AVT could be especially useful for applications such as an AR “action coach” or an AI assistant, by prompting someone that they may be about to make a mistake in completing a task or by reacting ahead of time with a helpful prompt for the next step in a task. For example, AVT could warn someone that the pan they’re about to pick up is hot, based on the person’s previous interactions with the pan.
We’re confident that AVT can quickly advance action anticipation performance across applications like these and others, as evidenced by our model outperforming existing state-of-the-art architectures on four popular benchmarks — EGTEA Gaze+, 50-Salads, EPIC-Kitchens-55, and, most notably, winning the Action Anticipation challenge in the EPIC-Kitchens 2021 competition. (The Epic-Kitchens-55 data set is licensed under the Creative Commons Attribution-NonCommercial 4.0 International License.)
Most prior approaches to action anticipation struggle with modeling the sequential long-range dependencies. For example, predicting the next action of someone making an omelette — chopping onions or heating a pan — depends on the sequence of actions they’ve already performed.
But AVT is attention based, so it can process a full sequence in parallel. By comparison, recurrent neural network–based approaches often forget the past, as they need to be processed sequentially. AVT also features loss functions that encourage the model to capture the sequential nature of video, which would otherwise be lost by attention-based architectures such as nonlocal networks.
AVT consists of two parts: an attention-based backbone (AVT-b) that operates on frames of video and an attention-based head architecture (AVT-h) that operates on features extracted by the backbone. Our best action anticipation came from training the full architecture end to end, but AVT-h is also compatible with standard video backbones like 3D convolutional networks. That’s important because learning better video backbones is an active research area and we want AVT to be useful with the latest and greatest video backbones, such as Multiscale Vision Transformers.
The AVT-b backbone is based on the Vision Transformer (VIT) architecture. It splits frames into non-overlapping patches, embeds them with a feedforward network, appends a special classification token, and applies multiple layers of multihead self-attention. We then share the weights across the frames and use the features corresponding to the classification token for the head.
The head architecture takes the per-frame features and applies another Transformer architecture with causal attention. This means that it evaluates features only from the current and preceding frames. This in turn allows the model to rely solely on past features when generating a representation of any individual frame. That’s crucial for prediction.
For example, in the video above, the model first encodes the visual features from the tap being turned on, moves on to each tomato being washed, and finally predicts that the next action will be turning off the tap.

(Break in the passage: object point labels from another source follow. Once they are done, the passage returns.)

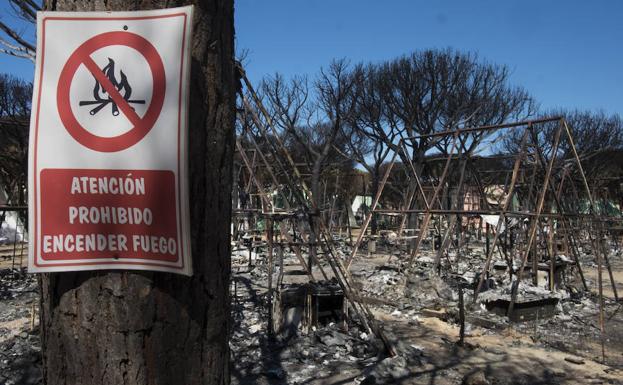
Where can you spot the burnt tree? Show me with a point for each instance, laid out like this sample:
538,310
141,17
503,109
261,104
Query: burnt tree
124,327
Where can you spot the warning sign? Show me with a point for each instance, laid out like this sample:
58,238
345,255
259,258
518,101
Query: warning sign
108,139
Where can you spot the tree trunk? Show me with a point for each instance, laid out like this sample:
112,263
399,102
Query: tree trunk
374,188
134,328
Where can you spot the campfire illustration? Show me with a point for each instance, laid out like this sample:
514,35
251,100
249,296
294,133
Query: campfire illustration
101,97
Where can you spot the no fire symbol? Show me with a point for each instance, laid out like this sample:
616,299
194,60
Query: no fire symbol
109,90
100,97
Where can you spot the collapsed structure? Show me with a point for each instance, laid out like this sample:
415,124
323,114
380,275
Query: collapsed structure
503,213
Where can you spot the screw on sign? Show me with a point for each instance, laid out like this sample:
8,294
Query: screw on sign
107,84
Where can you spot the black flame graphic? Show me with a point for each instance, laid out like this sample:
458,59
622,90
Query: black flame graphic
101,97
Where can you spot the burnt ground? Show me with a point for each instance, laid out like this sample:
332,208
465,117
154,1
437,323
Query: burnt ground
420,319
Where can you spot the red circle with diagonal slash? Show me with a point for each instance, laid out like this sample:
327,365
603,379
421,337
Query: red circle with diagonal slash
141,126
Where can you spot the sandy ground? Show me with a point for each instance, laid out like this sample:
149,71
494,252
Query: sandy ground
502,357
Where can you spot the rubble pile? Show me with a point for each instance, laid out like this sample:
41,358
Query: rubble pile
20,348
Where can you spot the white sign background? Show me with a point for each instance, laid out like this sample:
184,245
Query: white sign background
52,147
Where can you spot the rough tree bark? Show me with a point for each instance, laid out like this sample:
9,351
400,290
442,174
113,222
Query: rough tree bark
122,327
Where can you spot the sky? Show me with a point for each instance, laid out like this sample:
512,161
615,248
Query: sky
567,54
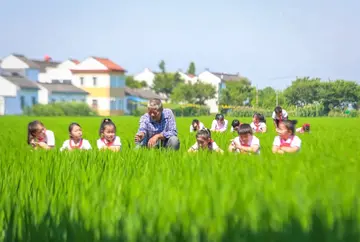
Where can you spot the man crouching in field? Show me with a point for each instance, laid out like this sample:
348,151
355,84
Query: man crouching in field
157,128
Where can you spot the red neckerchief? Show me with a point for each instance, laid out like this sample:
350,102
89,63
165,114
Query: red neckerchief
75,147
283,142
109,143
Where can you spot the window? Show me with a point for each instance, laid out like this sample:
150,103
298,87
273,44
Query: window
22,102
94,104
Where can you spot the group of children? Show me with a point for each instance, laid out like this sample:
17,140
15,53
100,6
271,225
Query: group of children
40,137
246,141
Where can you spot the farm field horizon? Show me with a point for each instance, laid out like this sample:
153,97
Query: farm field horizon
153,195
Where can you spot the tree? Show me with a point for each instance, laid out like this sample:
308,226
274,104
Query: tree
191,69
130,82
237,93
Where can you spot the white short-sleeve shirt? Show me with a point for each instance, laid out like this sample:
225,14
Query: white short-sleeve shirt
213,146
101,143
201,125
50,138
293,141
283,115
253,141
85,145
260,128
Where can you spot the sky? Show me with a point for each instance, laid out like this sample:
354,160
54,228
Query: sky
269,42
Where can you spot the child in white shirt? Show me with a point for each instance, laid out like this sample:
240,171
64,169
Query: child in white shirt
256,125
39,137
246,142
204,142
287,141
76,142
108,138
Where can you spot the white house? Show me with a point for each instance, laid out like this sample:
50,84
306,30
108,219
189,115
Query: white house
146,75
217,79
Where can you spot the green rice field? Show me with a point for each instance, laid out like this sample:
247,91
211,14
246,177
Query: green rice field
153,195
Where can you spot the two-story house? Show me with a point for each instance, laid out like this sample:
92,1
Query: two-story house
104,81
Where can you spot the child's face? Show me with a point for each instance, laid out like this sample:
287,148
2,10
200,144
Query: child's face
283,131
109,133
76,132
203,142
245,138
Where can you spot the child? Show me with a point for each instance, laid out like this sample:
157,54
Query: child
257,125
287,141
219,124
39,136
108,138
246,142
196,125
303,129
278,116
204,142
235,124
76,142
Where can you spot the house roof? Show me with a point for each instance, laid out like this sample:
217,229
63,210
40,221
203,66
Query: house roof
27,61
21,82
45,64
142,93
62,88
227,76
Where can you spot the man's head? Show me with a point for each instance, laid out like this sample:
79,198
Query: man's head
155,109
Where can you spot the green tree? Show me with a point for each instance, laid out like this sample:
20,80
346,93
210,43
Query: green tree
130,82
191,69
237,93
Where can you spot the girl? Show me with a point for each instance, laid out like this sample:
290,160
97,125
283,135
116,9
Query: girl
219,124
235,124
303,129
278,116
76,142
204,142
257,125
287,141
196,125
108,138
39,136
246,142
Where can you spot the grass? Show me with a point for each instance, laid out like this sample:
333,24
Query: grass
174,196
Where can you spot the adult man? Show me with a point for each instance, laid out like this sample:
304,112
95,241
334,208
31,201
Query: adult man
157,127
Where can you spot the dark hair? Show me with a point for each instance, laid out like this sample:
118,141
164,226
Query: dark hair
219,116
32,127
204,132
245,129
71,126
278,109
290,125
235,123
104,123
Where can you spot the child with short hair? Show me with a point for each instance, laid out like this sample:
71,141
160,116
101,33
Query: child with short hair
278,116
108,138
257,125
219,124
196,125
287,141
39,136
235,124
204,142
305,128
246,142
75,142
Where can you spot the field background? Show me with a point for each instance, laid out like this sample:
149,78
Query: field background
174,196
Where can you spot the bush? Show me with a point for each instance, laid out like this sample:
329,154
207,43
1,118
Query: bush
60,109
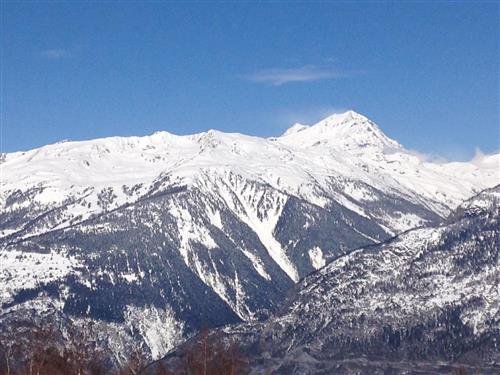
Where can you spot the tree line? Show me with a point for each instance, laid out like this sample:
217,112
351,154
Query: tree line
46,350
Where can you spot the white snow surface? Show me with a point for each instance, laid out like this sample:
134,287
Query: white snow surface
348,149
346,144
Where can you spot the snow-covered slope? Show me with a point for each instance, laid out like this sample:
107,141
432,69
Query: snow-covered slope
426,301
213,227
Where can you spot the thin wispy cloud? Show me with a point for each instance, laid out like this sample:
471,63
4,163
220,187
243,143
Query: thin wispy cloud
307,73
56,53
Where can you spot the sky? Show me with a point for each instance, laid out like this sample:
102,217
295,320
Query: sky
426,72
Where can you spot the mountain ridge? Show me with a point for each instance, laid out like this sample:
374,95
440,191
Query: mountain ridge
117,229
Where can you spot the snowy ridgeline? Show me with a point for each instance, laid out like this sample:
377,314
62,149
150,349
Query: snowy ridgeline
427,299
206,229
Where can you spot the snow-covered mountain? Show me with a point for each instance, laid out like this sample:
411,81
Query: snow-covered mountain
426,301
206,229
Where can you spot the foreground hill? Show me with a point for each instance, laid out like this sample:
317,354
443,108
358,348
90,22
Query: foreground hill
153,238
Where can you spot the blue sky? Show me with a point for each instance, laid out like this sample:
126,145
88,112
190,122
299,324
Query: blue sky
426,72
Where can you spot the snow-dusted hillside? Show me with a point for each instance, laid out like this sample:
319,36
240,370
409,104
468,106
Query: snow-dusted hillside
426,301
210,228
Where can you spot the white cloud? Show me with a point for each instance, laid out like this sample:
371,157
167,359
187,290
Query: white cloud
307,116
307,73
56,53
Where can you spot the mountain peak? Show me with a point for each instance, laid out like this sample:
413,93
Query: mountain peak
348,116
295,128
348,130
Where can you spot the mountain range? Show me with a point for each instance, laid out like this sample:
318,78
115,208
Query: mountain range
155,237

We train the model to predict future actions and features using three losses. First, we classify the features in the last frame of a video clip in order to predict labeled future action; second, we regress the intermediate frame feature to the features of the succeeding frames, which trains the model to predict what comes next; third, we train the model to classify intermediate actions. We’ve shown that by jointly optimizing the three losses, our model predicts future actions 10 percent to 30 percent better than models trained only with bidirectional attention. These additional losses make AVT better suited for long-range reasoning because they provide additional supervision for the model. It also demonstrates that its performance improves by incorporating longer and longer context.

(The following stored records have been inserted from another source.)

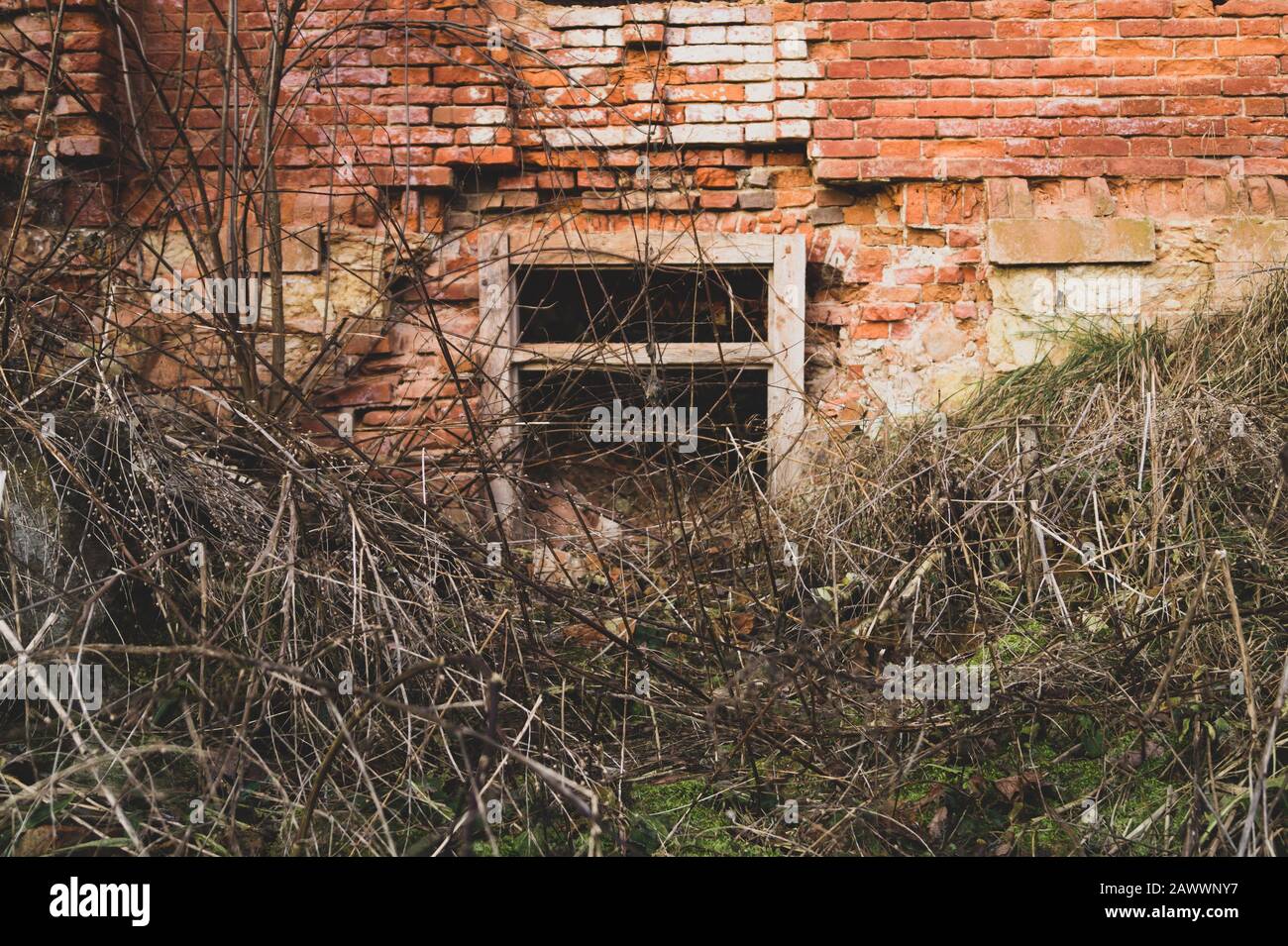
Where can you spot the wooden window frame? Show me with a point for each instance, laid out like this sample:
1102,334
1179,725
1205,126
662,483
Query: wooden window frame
782,352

People make countless decisions every day based on their understanding of the world around them not just as a static, fixed set of inputs, but as a connected sequence of events. AI models offer great promise to help with many tasks with and for people, but in order to maximize this potential, they need this anticipative ability too. AVT is an important step in this direction.
Because it’s built on top of the causal decoder architecture, AVT can be easily rolled out autoregressively to predict longer into the future, anticipating not just the next action but also several sequential actions the user might do. That could one day prove useful for long-term planning tasks, such as AR glasses observing that the person wearing them is changing a flat tire. The system could anticipate the required series of steps for that task and prompt the wearer to select the specific tools they need, even a few steps into the future, when they walk over to their toolshed to get them.
Looking ahead, we believe AVT could be helpful for tasks beyond anticipation, such as self-supervised learning, the discovery of action schemas and boundaries, and even for general action recognition in tasks that require modeling the chronological sequence of actions. These are some of the areas we’re excited to explore in future work.